Sterile samples (∼5 ml) were taken on a daily basis. Culture purity was assessed by periodically inoculating ∼100 μl of culture onto lysogeny broth (Sigma-Aldrich) agar plates, which were incubated at 30°C for at least 4 days. Any observed growth on agar plates was considered contamination, and those cultures were discarded. NH4+ and NO2− concentrations were determined colorimetrically (86), and cell density was determined spectrophotometrically (Beckman) by making optical density measurements at 600 nm (OD600) (Table S1). Total biomass in grams (dry cell weight) per liter, substrate consumption rate (qNH3), and apparent growth yield (Y) were calculated as described in Mellbye et al. (43). To test for statistically significant differences in NH4+ to NO2− conversion stoichiometry, qNH3, and Y between NH3- and O2-limited steady-state growth, a Welch’s t test was performed.

RNA extraction and transcriptome sequencing.
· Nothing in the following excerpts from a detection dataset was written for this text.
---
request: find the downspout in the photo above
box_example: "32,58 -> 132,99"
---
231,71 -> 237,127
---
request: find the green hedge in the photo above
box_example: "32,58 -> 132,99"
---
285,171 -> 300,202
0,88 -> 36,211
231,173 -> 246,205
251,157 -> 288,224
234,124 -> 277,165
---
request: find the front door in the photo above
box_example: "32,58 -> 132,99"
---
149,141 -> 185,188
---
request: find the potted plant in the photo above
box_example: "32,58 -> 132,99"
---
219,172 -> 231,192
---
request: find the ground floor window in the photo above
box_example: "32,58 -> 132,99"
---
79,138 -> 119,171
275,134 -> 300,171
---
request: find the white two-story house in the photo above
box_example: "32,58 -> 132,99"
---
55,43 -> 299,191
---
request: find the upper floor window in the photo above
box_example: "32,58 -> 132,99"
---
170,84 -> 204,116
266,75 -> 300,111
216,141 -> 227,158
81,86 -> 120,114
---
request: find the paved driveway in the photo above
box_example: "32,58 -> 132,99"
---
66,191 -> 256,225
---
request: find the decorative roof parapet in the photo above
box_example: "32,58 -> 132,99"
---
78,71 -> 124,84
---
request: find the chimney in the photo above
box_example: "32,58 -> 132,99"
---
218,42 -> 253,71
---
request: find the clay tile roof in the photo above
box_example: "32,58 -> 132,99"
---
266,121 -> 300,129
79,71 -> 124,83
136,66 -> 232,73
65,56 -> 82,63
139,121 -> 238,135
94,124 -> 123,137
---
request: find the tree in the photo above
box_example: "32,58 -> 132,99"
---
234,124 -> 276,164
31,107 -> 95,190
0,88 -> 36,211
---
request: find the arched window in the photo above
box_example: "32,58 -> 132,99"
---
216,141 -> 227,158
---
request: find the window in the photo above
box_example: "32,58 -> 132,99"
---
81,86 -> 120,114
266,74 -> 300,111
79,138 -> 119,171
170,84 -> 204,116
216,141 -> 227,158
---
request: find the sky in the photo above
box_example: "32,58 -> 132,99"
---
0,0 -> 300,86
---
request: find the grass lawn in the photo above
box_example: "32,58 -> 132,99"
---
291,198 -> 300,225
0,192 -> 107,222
For RNA extraction and transcriptome sequencing, three replicate samples (40 ml) were collected on three separate days during NH3-limited (days 9, 10, 11) and O2-limited (days 28, 29, 30) steady-state growth (Fig. 2). The samples were harvested by centrifugation (12,400 × g, 30 min, 4°C), resuspended in RNeasy RLT buffer with 2-mercaptoethanol, and lysed with an ultrasonication probe (3.5 output, pulse of 30 s on/30 s off for 1 min; Heatsystems Ultrasonic Processor XL). RNA was extracted using the RNeasy minikit (Qiagen) followed by the MICROBExpress-bacteria RNA Enrichment kit (Ambion/Life Technologies) according to the manufacturer’s instructions. Depleted RNA quality was assessed using the Bioanalyzer 6000 Nano Lab-Chip kit (Agilent Technologies). Sequencing libraries were constructed from at least 200 ng rRNA-depleted RNA with the TruSeq targeted RNA expression kit (Illumina), and 100-bp paired-end libraries were sequenced on a HiSeq 2000 (Illumina) at the Center for Genome Research and Biocomputing Core Laboratories (CGRB) at Oregon State University.

Transcriptome analysis.

Paired-end transcriptome sequence reads were processed and mapped to open reading frames (ORFs) deposited at NCBI for the N. europaea ATCC 19718 (NC_004757.1) reference genome using the CLC Genomics Workbench (CLC bio) under default parameters as previously described (43). Residual reads mapping to the rRNA operon were excluded prior to further analysis. An additive consensus read count was manually generated for all paralogous genes. Thereafter, mapped read counts for each gene were normalized to the gene length in kilobases, and the resulting read per kilobase (RPK) values were converted to transcripts per million (TPM) (87). To test for statistically significant differences between transcriptomes obtained from NH3- and O2-limited steady-state growth, TPMs of biological triplicate samples were used to calculate P values based on a Welch’s t test. The more stringent Welch’s rather than the Student’s t test was selected due to the limited number of biological replicates (88). Additionally, linear fold changes between average TPMs under both growth conditions for each expressed ORF were calculated. Transcripts with a P value of ≤0.05 and a transcription fold change of ≥1.5× between conditions were considered present at significantly different levels.

Data availability.

All retrieved transcriptome sequence data have been deposited in the European Nucleotide Archive (ENA) under the project accession number PRJEB31097.